Post war, Samson looked on over something different. After being purchased by the president and chairman of Norwich City Football club – Geoffrey Watling – the building was restored and renovated in 1952 to recreate a 17th-century atmosphere and opened again in 1954 to massive public approval. In the time following, the ballroom grew into a dancehall (complete with palm trees and vines hanging from the ceiling), which grew into Ritzy’s nightclub in 1982, then Ikon in 1999.
Now the Samson and Hercules building is a Mexican restaurant (a good one too – they do excellent tequila cocktails), and the entrance is guarded by two fibreglass replicas of Norwich’s original doormen.
Back to the hero of our story, the real Samson currently lies in storage in London.

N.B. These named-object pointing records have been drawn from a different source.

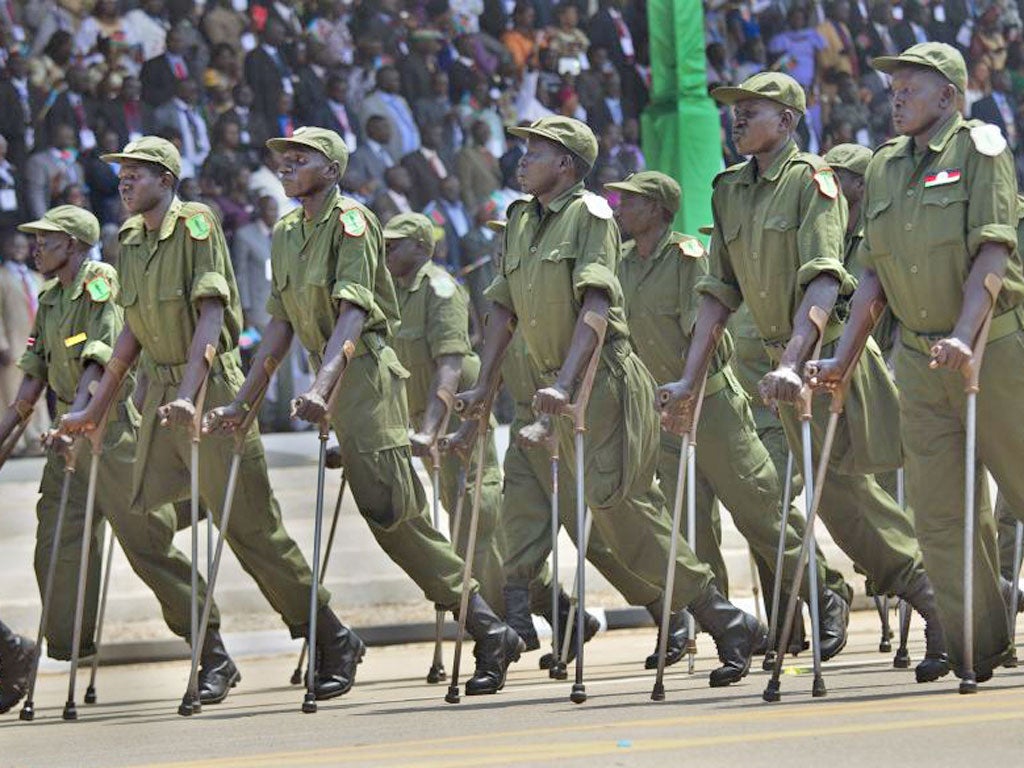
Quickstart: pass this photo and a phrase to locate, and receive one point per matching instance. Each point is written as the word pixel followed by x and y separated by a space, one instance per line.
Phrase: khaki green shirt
pixel 338 256
pixel 775 232
pixel 662 303
pixel 166 273
pixel 927 214
pixel 434 323
pixel 74 326
pixel 552 256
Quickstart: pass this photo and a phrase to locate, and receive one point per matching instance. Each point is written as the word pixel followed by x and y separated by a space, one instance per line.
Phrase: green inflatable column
pixel 681 129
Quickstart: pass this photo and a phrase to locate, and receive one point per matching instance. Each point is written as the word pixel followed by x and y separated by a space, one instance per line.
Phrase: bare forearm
pixel 441 394
pixel 821 292
pixel 347 329
pixel 991 259
pixel 712 316
pixel 584 340
pixel 273 347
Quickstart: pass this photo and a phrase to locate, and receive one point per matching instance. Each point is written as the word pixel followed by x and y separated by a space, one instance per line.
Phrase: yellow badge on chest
pixel 826 183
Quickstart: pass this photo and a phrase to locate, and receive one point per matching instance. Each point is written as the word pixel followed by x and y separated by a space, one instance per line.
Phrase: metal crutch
pixel 685 480
pixel 28 713
pixel 972 375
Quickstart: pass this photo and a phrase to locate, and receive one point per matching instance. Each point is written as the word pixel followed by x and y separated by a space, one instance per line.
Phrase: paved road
pixel 873 716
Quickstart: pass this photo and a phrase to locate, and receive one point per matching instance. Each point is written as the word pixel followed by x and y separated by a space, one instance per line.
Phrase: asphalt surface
pixel 872 716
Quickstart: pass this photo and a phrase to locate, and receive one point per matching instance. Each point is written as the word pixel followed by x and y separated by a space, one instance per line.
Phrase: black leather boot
pixel 735 634
pixel 834 617
pixel 16 655
pixel 498 645
pixel 339 651
pixel 921 596
pixel 676 647
pixel 564 607
pixel 517 615
pixel 217 675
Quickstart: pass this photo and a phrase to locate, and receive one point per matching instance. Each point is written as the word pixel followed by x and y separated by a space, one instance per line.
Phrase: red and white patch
pixel 949 176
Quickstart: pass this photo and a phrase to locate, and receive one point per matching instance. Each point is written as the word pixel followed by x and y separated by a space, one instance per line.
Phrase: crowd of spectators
pixel 422 91
pixel 828 48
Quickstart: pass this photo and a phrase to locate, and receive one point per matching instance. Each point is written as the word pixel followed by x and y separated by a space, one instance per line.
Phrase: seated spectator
pixel 477 168
pixel 52 169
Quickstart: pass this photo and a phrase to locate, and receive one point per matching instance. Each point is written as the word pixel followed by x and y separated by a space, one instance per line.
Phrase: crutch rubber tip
pixel 309 704
pixel 436 674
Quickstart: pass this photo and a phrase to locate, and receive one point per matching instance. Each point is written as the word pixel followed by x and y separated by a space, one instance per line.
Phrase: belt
pixel 369 342
pixel 775 348
pixel 172 374
pixel 1003 325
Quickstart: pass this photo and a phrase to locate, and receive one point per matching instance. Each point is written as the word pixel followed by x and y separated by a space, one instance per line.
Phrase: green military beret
pixel 325 141
pixel 573 135
pixel 771 85
pixel 943 58
pixel 150 150
pixel 414 225
pixel 853 158
pixel 71 220
pixel 662 188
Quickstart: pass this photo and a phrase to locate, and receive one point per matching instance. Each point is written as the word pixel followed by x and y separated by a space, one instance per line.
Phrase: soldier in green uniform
pixel 561 249
pixel 433 345
pixel 779 220
pixel 179 297
pixel 658 272
pixel 332 288
pixel 74 332
pixel 16 655
pixel 941 216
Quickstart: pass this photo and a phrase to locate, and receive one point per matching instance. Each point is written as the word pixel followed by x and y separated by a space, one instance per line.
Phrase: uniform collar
pixel 562 200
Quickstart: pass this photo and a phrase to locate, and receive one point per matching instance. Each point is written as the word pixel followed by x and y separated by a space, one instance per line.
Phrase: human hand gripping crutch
pixel 685 479
pixel 190 704
pixel 972 377
pixel 28 713
pixel 297 673
pixel 812 498
pixel 482 422
pixel 776 590
pixel 436 672
pixel 309 700
pixel 95 439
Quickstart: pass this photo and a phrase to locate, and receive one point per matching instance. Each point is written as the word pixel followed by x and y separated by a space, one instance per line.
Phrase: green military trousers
pixel 526 527
pixel 933 413
pixel 256 532
pixel 734 466
pixel 750 365
pixel 371 420
pixel 145 539
pixel 487 566
pixel 621 458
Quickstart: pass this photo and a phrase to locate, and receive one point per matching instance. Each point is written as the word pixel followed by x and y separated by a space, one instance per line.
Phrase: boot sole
pixel 233 680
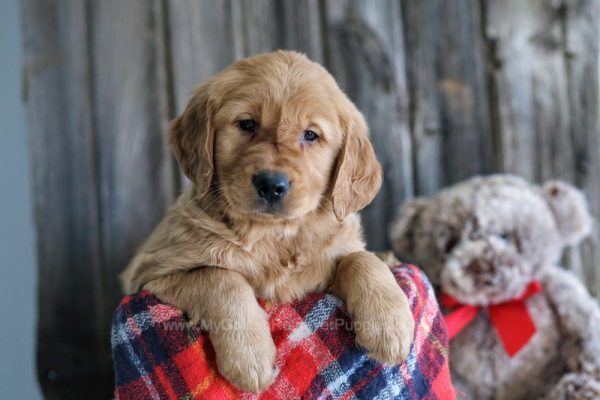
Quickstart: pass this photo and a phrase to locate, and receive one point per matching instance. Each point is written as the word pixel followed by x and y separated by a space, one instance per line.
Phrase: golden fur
pixel 219 248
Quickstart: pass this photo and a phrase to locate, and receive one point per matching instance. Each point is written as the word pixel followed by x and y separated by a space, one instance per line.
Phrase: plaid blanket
pixel 158 356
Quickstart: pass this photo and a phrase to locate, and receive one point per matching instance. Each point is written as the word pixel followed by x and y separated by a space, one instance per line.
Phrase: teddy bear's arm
pixel 578 316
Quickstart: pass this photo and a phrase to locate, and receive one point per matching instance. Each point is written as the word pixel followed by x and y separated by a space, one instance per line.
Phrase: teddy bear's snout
pixel 483 270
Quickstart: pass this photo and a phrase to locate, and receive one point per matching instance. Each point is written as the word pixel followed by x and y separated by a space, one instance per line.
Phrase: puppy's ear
pixel 570 211
pixel 357 175
pixel 402 230
pixel 192 138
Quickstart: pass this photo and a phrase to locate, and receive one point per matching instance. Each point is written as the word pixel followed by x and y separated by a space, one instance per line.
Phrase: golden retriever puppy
pixel 280 161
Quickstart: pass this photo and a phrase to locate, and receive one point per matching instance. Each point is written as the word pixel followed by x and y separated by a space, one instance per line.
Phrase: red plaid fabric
pixel 158 356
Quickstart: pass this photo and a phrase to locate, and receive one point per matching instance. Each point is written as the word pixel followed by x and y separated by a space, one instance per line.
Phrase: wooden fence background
pixel 450 89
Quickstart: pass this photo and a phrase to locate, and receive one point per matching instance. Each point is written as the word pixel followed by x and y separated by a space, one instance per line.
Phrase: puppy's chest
pixel 289 270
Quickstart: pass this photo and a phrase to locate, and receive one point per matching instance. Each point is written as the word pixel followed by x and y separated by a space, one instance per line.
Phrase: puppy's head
pixel 274 137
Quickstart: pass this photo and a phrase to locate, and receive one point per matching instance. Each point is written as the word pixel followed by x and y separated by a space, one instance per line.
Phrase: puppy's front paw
pixel 385 327
pixel 246 356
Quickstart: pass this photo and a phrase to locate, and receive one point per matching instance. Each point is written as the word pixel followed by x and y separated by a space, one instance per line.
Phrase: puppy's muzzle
pixel 271 186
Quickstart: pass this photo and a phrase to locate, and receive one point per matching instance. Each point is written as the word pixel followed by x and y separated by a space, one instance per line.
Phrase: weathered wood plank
pixel 531 82
pixel 449 109
pixel 130 106
pixel 102 179
pixel 365 53
pixel 299 27
pixel 201 38
pixel 67 211
pixel 582 52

This Valentine’s Eve, the Museum of Norwich at the Bridewell launched a crowdfunding campaign to bring Samson home, and appealled to the public for their help.
Like any lovable strong man, Samson may be hard on the outside, but inside he is very soft. His 350 year-old wooden centre is so fragile that he can no longer stand up unsupported (his feet haven’t fared too well over the years), and his body – without his painterly protection – is open to the elements. In order to display Samson in the Museum of Norwich at the Bridewell, a special case must be made for him, and £15,000 raised in order to do so.
We haven’t got long.
The crowdfunding campaign to bring Samson back to Norwich ends on the 22nd of March, and so far (with 25 days left to go as I write this) has only achieved 15% of its target. In exchange for your donation, there are some wonderful gifts and artworks by Leanda Jaine Illustrations on offer, so as well as helping preserve Samson for generations to come, you get a suave tote bag to boot.
You can find out even more about Samson, his lifetime, and his campaign on the artfund website – www.artfund.org/saving-samson The Museum of Norwich at the Bridewell are releasing more of his story each week, and to keep you on track they will also share how close we are to saving Norwich’s favourite doorman.
He might be made of wood, but it’s hard not to have a soft spot for Samson. He has seen many lifetimes of people in Norwich come and go. From the outbreak of war to lovers meeting for the first time, Samson was there, tirelessly guarding the city. Now, you can help bring him back home, where we can save him and his memories for the generations to follow – #savingsamson.